10・23オーストラリア戦に向け合宿で準備を進める日本代表。実戦形式の練習で突進する姫野(撮影/松本かおり)

日本中を熱狂させた2019年のラグビーワールドカップ以来、実に2年ぶりに国内でのテストマッチを戦う日本代表。対戦相手のオーストラリア代表ワラビーズは、今年8月から10月にかけて行われた南半球4か国対抗『ザ・ラグビーチャンピオンシップ』で南アフリカに連勝するなど調子を上げており、10月23日の大分での激突は、世界のラグビーファンが注目する一戦となる。2年後に迫ったワールドカップフランス大会に向け大きな一歩を踏み出す新生ジェイミー・ジャパンの注目ポイントを、さまざまな角度からチェックする。
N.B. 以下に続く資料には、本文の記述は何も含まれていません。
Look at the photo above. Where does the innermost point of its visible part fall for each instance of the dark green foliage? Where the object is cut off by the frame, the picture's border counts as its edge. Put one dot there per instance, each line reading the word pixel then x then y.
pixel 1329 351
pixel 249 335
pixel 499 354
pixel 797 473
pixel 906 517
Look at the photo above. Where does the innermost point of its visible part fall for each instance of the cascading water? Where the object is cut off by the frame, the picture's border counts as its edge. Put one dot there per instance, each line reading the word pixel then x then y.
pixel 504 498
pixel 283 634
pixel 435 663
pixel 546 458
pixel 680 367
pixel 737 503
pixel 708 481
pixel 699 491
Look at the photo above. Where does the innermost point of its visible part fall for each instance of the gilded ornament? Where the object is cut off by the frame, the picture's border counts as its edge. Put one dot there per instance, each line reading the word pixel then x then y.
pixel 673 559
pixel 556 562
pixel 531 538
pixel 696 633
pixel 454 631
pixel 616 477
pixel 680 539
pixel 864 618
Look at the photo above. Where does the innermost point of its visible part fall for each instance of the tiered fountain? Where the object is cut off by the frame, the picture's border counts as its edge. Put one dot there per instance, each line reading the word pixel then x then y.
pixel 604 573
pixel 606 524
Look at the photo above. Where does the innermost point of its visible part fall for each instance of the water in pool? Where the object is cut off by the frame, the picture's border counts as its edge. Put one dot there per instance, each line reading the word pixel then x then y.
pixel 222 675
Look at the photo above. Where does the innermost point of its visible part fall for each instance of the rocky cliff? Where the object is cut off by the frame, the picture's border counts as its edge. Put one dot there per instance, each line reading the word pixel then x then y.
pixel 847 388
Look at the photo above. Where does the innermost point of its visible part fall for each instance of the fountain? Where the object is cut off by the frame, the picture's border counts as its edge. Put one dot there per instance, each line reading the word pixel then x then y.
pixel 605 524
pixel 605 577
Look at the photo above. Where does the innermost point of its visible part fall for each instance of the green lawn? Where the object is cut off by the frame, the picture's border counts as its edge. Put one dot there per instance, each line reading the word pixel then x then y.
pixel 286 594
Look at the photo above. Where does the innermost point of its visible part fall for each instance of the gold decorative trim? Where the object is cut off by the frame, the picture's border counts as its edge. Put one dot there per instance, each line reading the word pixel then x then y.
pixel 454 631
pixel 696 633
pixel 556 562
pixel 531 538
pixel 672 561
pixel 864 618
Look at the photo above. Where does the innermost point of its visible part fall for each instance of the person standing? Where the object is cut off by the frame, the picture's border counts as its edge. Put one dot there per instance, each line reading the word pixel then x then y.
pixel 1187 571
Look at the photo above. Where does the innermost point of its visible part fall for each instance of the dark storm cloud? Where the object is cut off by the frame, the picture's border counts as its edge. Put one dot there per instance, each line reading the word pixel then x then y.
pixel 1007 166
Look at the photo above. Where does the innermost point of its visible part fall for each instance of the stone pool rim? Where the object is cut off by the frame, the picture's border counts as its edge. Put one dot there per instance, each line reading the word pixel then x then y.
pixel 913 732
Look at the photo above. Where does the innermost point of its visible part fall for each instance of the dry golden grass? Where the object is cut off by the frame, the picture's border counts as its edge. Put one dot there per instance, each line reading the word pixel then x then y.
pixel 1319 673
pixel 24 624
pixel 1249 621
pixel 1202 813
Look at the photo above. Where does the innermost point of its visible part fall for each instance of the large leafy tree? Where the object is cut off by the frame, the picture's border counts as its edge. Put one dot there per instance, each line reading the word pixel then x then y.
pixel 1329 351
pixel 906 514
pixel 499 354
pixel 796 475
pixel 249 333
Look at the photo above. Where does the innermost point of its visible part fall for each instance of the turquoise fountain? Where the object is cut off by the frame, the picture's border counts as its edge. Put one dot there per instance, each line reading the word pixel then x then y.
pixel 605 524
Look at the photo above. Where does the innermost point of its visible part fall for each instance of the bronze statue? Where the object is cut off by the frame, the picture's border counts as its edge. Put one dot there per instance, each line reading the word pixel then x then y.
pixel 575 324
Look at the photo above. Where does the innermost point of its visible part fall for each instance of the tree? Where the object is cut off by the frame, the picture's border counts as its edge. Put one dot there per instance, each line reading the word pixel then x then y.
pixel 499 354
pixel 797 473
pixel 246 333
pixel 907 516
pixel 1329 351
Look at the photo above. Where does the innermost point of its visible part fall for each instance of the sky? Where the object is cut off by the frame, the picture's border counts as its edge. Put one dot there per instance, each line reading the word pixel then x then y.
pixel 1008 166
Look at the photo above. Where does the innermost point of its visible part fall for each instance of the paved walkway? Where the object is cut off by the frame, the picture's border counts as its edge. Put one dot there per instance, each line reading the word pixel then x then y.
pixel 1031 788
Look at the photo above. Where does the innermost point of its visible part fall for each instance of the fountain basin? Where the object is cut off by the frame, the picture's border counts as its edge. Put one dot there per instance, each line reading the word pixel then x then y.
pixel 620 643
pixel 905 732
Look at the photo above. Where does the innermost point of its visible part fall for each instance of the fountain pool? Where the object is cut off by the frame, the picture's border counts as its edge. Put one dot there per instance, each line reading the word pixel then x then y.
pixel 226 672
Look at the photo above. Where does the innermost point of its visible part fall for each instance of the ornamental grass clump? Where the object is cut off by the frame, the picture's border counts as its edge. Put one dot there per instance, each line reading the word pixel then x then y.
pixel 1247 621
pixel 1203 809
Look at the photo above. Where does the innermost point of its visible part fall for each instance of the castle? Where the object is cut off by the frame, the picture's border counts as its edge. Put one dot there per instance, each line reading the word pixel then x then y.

注目はトンプソン、福岡が抜けたLOとWTB。国際舞台で真価が試される

昭和電工ドーム大分で開催されるオーストラリア戦に向けた日本代表37名が、10月11日に発表された(その後FL長谷川崚太がケガで離脱し、FL小澤直輝とFB野口竜司が追加招集され38名に)。その顔ぶれを見ると、2019年のラグビーワールドカップから引き続き選出されたのはFW10人、BKが8人。FLリーチ マイケルを筆頭に、新キャプテンに指名されたFLピーター・ラブスカフニや副キャプテンに就任したCTB中村亮土、PR稲垣啓太、NO8姫野和樹、SO田村優ら2019年のリーダーグループメンバーを軸に据えつつ、新しい戦力を加えてスケールアップを図ろうという首脳陣の狙いが見てとれる。

新リーダーに就いたラブスカフニ。「今までで一番のキャプテンに」と意気込む(撮影/松本かおり)

ポジション別に照らし合わせれば、HOとLO、WTBがもっとも入れ替わりが大きかった。HOは堀江翔太が充電期間として代表から外れ、LOではトンプソン ルーク、WTBでは福岡堅樹と、絶対的だった主軸が現役を引退。後任の座を巡ってさまざまな特長を持つ実力者が熾烈なポジション争いを繰り広げており、誰がどのように起用されるのかは、この秋の大きな見どころのひとつとなる。

今夏のブリティッシュ&アイリッシュ・ライオンズ戦とアイルランド戦では、HOは堀越康介、LOはジャック・コーネルセンがリザーブから出場機会をつかみ、WTBではシオサイア・フィフィタとセミシ・マシレワが先発を果たした。今回はHO庭井祐輔が代表に復帰し、LOでは最長身(197センチ)のリアキ・モリ、WTBでは髙橋汰地、ジョネ・ナイカブラ、中野将伍とノンキャップのニューフェイスがチャンスをうかがう。現在世界ランキング3位の強豪オーストラリアとの真剣勝負は、国際舞台でどこまで持ち味を発揮できるかを見極める絶好の試金石となる。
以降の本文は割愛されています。